The Arab World’s Toppled Regime Crush

The IIF in its annual survey placed the Mideast region at a “historic turning point” with economic and political transitions often working at cross-purposes and at different speeds. The group subdivides into GCC and non-Gulf oil exporters and importers including Egypt, Jordan, Morocco and Tunisia considered most at risk from prevailing cost and debt burdens absent urgent competitive reforms. On average they will experience slight recession this year as tourism and domestic and foreign investment plummet and nonperforming loan numbers mount. Their fixed-income and equity performance has suffered greatest, and the 4 percent GDP growth projected for 2012 is contingent on fading unrest. The Gulf countries are at the opposite end of the spectrum, with only Bahrain so far hit in output and financial market terms, although the likely oil and public spending-aided trajectory spans lackluster expansion in the UAE and Kuwait to a 6.5 percent and almost 20 percent pace respectively in Saudi Arabia and Qatar. Private credit activity will be positive even in Dubai as it benefits from fund diversion elsewhere and a final DW debt rescheduling although other government-linked companies are still in negotiations. With the hydrocarbon price premium of recent months the Council members’ current account surplus will increase $100 billion to near $300 billion as overall foreign assets including in sovereign wealth pools reach $1.7 trillion. Fiscal balances will be in the black at over 13 percent of GDP, while inflation will surpass 5 percent on generally rising commodity values. The petroleum buying countries in contrast will see large budget and balance of payments deficits which may require resort to bilateral and multilateral soft lending, with Egypt and Tunisia now in discussions over IMF and World Bank support. While CDS spreads have come in from peaks, the equity universe has taken sharp losses with foreign investors exiting en masse. However, forward exchange rates continue to reflect an intact dollar peg, although broader monetary union has been indefinitely shelved with the added geopolitical crisis.

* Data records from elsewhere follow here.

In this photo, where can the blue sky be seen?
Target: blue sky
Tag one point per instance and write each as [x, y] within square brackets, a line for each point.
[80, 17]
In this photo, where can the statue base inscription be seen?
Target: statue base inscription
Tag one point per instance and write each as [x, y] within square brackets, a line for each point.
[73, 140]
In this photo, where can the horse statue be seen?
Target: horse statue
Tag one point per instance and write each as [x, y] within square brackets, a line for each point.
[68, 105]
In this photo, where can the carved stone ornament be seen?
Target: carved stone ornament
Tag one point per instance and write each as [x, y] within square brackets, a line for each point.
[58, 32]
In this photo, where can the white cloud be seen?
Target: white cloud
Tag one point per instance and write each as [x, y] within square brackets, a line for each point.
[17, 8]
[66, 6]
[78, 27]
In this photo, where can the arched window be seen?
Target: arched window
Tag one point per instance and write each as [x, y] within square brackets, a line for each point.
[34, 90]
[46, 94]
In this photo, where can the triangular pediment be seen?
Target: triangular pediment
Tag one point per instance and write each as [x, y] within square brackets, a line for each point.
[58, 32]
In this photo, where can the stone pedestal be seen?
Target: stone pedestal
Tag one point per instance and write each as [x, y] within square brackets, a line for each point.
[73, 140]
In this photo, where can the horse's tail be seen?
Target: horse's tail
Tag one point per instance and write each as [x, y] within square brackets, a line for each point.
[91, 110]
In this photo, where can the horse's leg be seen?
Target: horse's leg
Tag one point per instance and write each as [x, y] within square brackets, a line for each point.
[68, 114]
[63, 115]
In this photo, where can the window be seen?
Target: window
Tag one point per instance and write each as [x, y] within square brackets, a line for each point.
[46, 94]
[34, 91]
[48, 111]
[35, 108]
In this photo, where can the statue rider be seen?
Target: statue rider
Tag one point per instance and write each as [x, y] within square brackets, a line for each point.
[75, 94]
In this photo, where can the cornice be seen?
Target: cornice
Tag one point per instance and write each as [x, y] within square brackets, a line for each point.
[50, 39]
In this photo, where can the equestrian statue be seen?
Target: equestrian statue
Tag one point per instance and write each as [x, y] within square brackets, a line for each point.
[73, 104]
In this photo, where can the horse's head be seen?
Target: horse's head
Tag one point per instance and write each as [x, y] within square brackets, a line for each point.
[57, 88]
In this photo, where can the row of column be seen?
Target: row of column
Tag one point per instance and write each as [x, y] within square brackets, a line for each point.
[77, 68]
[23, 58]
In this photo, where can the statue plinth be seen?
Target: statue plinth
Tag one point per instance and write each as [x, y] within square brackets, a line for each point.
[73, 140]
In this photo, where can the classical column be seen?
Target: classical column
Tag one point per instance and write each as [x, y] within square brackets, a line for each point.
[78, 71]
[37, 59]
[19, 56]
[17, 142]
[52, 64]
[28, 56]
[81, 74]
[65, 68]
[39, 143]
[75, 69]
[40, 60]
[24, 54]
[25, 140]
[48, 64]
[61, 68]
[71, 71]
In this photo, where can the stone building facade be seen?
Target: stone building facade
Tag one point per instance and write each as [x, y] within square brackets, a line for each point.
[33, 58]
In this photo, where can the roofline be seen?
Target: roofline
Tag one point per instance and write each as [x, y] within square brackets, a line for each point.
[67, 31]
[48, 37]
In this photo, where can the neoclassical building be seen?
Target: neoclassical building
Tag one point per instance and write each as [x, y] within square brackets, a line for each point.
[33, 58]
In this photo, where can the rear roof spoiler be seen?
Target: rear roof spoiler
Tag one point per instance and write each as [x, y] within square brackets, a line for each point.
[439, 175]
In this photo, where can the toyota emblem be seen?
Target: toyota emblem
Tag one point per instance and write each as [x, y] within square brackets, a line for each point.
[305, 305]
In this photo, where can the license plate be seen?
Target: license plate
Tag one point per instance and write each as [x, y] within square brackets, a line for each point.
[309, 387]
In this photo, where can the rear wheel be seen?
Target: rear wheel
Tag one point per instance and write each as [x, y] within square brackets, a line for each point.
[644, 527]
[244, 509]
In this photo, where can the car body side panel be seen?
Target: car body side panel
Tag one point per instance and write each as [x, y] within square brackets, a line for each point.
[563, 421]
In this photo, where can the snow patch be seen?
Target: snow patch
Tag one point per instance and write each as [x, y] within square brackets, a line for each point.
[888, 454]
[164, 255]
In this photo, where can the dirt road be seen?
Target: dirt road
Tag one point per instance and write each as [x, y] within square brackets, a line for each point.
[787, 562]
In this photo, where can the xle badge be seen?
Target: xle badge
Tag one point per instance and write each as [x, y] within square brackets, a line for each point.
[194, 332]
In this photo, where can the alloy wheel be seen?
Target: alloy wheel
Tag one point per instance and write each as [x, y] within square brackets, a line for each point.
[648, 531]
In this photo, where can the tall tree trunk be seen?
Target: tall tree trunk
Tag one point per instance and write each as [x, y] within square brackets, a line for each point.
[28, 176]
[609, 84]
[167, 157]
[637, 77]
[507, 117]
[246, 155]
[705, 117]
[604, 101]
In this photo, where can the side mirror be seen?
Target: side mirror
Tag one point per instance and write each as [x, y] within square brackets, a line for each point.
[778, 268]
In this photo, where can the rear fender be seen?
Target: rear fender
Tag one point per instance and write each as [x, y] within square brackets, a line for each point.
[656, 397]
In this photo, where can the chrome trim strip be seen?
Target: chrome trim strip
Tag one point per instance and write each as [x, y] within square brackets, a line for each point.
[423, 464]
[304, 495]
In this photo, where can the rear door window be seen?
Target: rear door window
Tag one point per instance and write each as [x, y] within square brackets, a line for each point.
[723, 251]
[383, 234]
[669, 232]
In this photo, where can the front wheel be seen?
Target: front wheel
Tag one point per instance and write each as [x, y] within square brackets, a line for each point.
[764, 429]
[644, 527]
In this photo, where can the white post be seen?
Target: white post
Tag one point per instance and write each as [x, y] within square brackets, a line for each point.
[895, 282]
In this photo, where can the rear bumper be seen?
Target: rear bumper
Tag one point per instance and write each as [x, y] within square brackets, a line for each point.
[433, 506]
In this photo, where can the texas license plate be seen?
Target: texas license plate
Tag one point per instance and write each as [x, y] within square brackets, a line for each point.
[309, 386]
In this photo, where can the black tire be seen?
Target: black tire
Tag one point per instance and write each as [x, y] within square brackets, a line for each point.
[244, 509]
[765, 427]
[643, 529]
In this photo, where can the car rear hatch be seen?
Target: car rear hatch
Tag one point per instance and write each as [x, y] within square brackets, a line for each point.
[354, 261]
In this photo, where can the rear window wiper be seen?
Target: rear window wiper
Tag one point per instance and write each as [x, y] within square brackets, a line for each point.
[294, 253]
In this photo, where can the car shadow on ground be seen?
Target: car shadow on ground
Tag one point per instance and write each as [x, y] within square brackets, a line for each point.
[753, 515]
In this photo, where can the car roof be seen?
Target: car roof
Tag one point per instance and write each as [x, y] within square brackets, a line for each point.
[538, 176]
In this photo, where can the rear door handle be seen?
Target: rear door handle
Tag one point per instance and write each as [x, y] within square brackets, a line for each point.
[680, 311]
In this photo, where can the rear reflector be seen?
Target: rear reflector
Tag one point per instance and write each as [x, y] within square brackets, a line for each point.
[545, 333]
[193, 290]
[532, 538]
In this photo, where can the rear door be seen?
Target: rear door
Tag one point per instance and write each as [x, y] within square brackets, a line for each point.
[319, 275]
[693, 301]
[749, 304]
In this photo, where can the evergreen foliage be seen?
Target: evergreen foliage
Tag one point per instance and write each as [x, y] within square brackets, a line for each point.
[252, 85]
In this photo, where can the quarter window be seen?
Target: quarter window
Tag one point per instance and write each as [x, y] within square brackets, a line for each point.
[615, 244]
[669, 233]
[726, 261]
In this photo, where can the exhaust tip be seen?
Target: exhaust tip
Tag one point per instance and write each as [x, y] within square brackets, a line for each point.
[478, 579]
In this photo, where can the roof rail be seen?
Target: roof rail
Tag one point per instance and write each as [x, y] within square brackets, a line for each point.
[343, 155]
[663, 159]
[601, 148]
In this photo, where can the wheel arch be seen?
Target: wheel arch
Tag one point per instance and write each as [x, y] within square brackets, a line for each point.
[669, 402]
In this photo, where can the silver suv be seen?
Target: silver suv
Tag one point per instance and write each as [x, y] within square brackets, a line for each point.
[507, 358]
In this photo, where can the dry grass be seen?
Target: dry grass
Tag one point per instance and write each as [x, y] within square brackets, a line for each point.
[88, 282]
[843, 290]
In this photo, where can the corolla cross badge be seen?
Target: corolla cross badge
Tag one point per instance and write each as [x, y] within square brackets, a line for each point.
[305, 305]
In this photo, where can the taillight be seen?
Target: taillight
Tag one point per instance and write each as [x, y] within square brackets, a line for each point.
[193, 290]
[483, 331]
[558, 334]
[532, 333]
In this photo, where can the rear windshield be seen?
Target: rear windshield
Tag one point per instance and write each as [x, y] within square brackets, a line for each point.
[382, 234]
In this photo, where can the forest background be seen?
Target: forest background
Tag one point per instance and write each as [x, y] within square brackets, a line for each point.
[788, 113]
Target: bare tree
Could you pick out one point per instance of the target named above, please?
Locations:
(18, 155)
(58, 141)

The Arab geography has governance, unemployment, wealth distribution and business climate indicators lagging other developing market destinations, the survey comments. Private investment is below 15 percent of GDP with government dominance “undermining productive activity” such as manufacturing and services. Bahrain will see “no early resolution” as both onshore and offshore banking and the hospitality industry endure blows bringing economic growth to a decades-low. Egypt’s risks are “downside skewed” as the public debt/output ratio touches 75 percent and a second wave of social disruption may loom with a washout in tangible democratic and living standard improvements until next year.